Mario Halley Mora - MHM

Comentario í: El paso irreversible de los años


Una distinguida dama, que acababa de cumplir años y fue agasajada por sus amistades, nos trajo una breve crónica para la Sección Sociales del acontecimiento, acompañada de una fotografía suya. Le dijimos que con mucho gusto publicaríamos aquello, pero de pronto, nos llamó la atención la fotografía en cuestión. Era ella, desde luego, pero. .. 25 años más joven, y el contraste, por no decir pintoresco, resultaba casi grotesco, porque entre la esplendorosa joven que sonreía desde la fotografía y la arrugada, cargada de años y de kilos, dama que nos visitaba había una gran diferencia. Quisimos razonar con ella, Señora - le decíamos - por qué no acepta la realidad de las cosas, el paso irreversible de los años, la pérdida irrecuperable de la frescura del pasado, y nos trae una foto suya de AHORA? Se ofendió un poco y esgrimió la antigua fotografía y nos dijo con algo que quería ser lógico: pero esta joven ... soy o no soy yo? Con paciencia, la replicamos que allí el tiempo nos estaba haciendo, una trampa a todos, y no solo el Tiempo como medida de lo que es pasado, presente y futuro, sino el tiempo de la conjugación verbal. De modo que argüimos: no, señora, Ud. ya no es esta jovencita, Ud. FUE esta jovencita. Esta niña pertenece al pasado, es Ud. misma, pero "fue" otra. Por fin, después de una discusión que a veces se volvía agria, decidimos publicar la crónica, pero no la fotografía. Se fue y nos dejó el hilo para desenredar la madeja de nuestro tema. ¿Por qué tanta gente, y no solamente de sexo femenino, se aferra tanto a la juventud que ya perdió? Recordamos en ese sentido, la respuesta que dio un hombre canoso, al amigo que le dijo que si se teñía el pelo iba a PARECER diez años más joven. El hombre dijo: Primero, no me interesa PARECER más joven. Segundo, no me tiño las canas porque me las gané una a una, con trabajo, angustias y sacrificios.
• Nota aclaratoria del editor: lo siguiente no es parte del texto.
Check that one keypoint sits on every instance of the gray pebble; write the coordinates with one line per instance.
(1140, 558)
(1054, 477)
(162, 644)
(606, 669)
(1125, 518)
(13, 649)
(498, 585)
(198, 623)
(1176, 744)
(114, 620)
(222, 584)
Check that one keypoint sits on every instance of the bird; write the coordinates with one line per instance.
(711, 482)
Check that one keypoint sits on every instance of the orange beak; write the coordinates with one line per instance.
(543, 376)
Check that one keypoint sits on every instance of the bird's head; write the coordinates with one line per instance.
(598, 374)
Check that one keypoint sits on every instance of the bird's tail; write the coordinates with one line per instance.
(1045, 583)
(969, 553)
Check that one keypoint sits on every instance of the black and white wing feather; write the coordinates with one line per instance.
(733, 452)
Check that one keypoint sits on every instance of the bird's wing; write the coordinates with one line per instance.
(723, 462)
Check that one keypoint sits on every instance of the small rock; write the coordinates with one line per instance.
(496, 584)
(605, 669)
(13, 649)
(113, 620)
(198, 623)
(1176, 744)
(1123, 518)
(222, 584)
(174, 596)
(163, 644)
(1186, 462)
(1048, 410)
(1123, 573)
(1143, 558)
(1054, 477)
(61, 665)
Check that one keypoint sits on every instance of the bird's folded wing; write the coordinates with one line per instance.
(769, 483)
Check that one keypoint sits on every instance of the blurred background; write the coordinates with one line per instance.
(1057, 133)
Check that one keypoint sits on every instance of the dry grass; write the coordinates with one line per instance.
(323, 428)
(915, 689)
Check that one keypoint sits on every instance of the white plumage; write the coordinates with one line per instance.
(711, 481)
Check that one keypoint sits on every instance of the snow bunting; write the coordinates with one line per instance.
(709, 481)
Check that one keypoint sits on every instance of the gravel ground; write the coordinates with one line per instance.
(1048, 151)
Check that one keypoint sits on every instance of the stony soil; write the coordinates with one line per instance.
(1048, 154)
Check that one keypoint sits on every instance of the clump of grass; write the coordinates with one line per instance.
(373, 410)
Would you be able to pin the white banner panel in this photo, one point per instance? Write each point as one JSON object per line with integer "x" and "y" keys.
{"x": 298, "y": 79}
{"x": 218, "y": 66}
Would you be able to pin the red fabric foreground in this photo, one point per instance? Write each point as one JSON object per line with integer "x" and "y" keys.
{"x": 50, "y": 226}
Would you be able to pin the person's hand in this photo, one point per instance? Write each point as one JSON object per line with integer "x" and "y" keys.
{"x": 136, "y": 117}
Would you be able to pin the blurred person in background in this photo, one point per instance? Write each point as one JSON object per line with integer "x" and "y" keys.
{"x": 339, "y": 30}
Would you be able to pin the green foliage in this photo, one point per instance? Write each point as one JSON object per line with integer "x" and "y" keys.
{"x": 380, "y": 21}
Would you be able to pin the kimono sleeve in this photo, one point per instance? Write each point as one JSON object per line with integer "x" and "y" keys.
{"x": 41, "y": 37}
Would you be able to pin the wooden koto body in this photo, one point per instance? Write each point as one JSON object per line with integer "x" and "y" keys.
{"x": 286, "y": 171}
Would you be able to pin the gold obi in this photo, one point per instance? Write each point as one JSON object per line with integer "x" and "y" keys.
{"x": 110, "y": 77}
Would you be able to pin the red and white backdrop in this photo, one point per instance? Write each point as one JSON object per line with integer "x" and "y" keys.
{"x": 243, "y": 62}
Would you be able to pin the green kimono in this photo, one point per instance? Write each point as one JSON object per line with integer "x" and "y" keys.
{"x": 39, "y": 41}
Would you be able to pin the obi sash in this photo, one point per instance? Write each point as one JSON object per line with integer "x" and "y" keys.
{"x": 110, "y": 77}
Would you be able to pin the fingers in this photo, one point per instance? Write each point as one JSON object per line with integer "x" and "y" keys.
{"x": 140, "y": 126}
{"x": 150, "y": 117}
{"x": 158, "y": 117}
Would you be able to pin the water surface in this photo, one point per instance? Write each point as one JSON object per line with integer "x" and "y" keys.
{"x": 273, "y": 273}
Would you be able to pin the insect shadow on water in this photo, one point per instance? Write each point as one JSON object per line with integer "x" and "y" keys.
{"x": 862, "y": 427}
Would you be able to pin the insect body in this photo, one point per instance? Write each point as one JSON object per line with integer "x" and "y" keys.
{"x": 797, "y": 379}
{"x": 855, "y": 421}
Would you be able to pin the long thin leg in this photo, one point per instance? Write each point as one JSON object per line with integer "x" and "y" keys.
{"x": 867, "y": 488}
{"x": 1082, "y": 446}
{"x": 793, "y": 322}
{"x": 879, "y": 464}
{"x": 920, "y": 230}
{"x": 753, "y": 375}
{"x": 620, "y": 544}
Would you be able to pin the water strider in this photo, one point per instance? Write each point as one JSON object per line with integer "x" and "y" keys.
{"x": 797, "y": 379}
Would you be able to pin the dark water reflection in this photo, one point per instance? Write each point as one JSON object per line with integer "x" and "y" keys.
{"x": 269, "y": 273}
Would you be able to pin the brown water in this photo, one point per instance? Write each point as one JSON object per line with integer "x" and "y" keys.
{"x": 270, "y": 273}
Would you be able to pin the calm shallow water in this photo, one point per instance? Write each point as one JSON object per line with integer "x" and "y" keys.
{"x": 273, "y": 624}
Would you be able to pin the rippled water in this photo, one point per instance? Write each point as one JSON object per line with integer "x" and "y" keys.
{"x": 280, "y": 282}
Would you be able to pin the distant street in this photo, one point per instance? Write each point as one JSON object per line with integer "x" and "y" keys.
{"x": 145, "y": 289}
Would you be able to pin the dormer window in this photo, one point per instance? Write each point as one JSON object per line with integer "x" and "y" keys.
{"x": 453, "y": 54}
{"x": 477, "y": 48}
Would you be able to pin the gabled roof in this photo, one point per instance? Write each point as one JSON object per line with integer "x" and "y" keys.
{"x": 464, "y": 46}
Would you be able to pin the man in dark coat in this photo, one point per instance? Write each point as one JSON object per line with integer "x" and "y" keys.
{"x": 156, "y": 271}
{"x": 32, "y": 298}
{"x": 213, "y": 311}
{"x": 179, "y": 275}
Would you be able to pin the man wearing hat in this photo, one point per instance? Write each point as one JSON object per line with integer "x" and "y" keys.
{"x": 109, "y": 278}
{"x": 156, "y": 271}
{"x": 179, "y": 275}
Esta respuesta es rica en contenido, humano. El, hombre integro es lo que ES, no lo que PARECE, porque si vive tratando de PARECER y no de ser, se convierte en un engaño vivo, sin ton ni son. "Mi felicidad consiste en reconocer la edad que tengo”, nos dijo una vez una distinguida señora en una reunion social, y en esa afirmación adivinamos el fundamento de un sentido realista de la vida, de la educación, de una discreción elegante y refinada, sobre todo cuando agrego: “En cada edad hay una oportunidad de felicidad . . .¿por que tratar de rescatar lo que corresponde a un tiempo que ya pasó?”